Using an extensive search of media reports -- death records don't differentiate "choking game" deaths from other accidental asphyxia cases -- the CDC identified 82 deaths that likely resulted among youth 6 to 19, going back to 1995.

But both the CDC and "choking game" activists say the number is likely low, as many police investigators and medical examiners don't look for signs that such a death is anything but a suicide.

"That's a bogus number," said Sarah Pacatte, of Paradise, whose son Gabriel Harry Mordecai died playing the game in 2005.

"With suicide, it's always been 'If it looks like a suicide and smells like a suicide, it's a suicide,'" she said. "Well, how can they say that when there's no note, when they didn't give away possessions, weren't depressed and didn't show any signs? How many of those deaths really should be labeled 'undetermined?'"

She is a member of Games Adolescents Shouldn't Play, a group dedicated to raising awareness of self-choking among children. According to the group, there have been at least 306 deaths since 1995.

Both the Contra Costa and Alameda county coroner's offices are well aware of the game and look for signs.

"If there's any doubt if it's intentional or not -- and we don't just go by the manner of death -- we don't call it a suicide," said sheriff's Capt. Jon Cox of the Contra Costa Coroner's Office. "Generally, if they're thinking about getting high, they're going to have an escape. If they were standing on a bucket with a rope around their neck, obviously that's not the case."

Cox said his office has long known about it and hasn't had such a case in recent memory.

But Kim Gallagher, director of Community Against Substance Abuse in San Ramon, said that's not because kids haven't learned about the game.

"Unfortunately it's one of those secret kind of things that kids learn about at sleepovers," she said. "I haven't heard kids talking about it, but I don't believe for a second that no one is doing it."

While the CDC study found an increase in youth suffocation suicides through the mid-1990s, particularly in females, there weren't enough such cases in Alameda County to parallel that finding.
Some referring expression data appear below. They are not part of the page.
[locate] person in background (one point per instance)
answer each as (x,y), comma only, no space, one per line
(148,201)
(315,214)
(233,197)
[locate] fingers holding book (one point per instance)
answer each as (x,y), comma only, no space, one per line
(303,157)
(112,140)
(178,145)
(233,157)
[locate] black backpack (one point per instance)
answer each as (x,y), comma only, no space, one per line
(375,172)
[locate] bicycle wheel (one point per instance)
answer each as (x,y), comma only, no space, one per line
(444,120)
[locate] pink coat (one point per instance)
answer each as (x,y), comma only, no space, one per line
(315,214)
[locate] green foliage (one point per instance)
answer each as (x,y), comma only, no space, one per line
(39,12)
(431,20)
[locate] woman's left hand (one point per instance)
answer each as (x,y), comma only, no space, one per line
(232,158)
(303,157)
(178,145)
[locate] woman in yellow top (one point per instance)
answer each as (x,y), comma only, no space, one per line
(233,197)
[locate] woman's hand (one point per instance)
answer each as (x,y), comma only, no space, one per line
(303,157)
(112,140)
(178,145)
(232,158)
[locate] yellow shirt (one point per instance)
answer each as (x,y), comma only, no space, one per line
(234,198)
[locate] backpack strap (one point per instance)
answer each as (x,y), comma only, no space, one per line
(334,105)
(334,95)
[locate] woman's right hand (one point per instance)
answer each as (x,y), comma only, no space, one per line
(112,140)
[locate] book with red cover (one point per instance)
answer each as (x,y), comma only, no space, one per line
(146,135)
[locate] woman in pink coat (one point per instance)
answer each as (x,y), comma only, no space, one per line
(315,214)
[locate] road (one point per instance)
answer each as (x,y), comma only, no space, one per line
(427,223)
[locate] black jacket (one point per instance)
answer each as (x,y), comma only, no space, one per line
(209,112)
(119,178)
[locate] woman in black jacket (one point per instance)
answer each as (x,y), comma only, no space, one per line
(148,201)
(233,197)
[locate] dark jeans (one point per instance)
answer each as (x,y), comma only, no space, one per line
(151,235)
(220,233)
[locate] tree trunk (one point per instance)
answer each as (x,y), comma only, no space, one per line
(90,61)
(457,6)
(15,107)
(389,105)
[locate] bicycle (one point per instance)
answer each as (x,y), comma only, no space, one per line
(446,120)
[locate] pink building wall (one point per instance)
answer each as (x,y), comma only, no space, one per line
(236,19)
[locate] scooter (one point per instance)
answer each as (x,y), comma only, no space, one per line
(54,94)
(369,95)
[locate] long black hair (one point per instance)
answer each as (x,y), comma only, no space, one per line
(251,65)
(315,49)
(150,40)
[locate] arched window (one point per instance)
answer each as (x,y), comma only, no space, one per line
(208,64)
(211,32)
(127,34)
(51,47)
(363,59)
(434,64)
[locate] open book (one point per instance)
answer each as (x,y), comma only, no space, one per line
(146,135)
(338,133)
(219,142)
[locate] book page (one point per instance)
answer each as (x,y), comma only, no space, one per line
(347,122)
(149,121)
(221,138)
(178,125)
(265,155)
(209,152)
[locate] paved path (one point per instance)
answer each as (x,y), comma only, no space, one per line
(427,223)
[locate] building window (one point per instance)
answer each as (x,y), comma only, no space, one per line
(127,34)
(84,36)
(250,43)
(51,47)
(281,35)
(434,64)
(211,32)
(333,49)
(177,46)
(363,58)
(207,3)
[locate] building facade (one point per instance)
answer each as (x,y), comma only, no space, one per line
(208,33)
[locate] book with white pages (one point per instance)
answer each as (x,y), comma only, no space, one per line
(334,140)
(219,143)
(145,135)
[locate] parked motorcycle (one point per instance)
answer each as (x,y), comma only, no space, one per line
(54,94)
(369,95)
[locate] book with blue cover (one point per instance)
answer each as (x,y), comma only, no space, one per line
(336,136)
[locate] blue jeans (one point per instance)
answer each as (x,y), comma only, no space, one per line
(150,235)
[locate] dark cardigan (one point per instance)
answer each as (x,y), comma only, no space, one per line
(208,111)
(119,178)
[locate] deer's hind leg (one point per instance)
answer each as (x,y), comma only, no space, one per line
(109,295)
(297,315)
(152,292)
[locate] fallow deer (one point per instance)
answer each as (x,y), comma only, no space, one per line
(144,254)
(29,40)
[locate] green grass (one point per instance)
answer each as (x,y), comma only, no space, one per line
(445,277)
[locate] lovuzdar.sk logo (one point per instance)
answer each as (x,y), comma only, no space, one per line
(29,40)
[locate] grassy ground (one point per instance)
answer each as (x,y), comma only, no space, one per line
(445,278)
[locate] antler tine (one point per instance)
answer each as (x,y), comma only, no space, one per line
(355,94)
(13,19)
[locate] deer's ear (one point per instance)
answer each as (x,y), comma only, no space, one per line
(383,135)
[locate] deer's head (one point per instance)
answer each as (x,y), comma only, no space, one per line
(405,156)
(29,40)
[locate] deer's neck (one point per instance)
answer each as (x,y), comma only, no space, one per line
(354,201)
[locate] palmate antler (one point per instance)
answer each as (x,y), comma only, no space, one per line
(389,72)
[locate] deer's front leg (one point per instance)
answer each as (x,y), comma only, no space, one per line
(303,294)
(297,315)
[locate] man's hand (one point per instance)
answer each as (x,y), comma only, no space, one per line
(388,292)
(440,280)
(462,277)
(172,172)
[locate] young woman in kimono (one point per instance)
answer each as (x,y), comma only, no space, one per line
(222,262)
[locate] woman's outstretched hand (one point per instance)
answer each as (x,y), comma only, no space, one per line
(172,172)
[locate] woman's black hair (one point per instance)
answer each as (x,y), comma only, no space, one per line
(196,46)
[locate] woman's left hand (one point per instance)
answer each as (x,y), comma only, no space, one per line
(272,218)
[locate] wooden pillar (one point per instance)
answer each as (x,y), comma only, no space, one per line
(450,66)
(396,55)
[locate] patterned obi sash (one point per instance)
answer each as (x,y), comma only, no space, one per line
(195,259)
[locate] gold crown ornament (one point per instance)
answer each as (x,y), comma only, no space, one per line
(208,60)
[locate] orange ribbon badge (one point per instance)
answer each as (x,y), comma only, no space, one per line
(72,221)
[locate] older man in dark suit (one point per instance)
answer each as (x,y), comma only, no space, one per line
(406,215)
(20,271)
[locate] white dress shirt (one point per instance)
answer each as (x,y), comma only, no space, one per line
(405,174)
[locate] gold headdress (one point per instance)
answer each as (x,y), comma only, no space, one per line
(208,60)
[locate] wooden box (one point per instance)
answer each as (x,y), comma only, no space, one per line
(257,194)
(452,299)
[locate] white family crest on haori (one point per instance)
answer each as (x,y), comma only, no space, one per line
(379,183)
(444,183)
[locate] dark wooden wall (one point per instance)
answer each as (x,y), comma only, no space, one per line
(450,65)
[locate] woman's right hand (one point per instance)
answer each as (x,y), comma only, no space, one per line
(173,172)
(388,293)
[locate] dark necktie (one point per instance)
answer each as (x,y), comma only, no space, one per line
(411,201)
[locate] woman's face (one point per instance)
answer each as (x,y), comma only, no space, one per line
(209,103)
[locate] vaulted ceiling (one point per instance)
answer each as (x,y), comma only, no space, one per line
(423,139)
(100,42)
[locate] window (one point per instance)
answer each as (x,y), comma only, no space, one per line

Contra Costa did not have detailed enough suicide data to make a comparison.

Between 2000 and 2005, Alameda County had 19 strangulation suicides and three accidental strangulation deaths among ages 9 to 20. Those may or may not be an example of game deaths.

"We've had a few cases, but I wouldn't say it is all that prevalent," Alameda County supervising coroner Mike Yost said.

He said parents can also be in denial over the cause of their child's death.

"It's one of those things where the parents are always the last to know about what's going on, and the worst at coming up with a reason," he said, adding that medical examiners are cautious when making suicide rulings because of the stigma.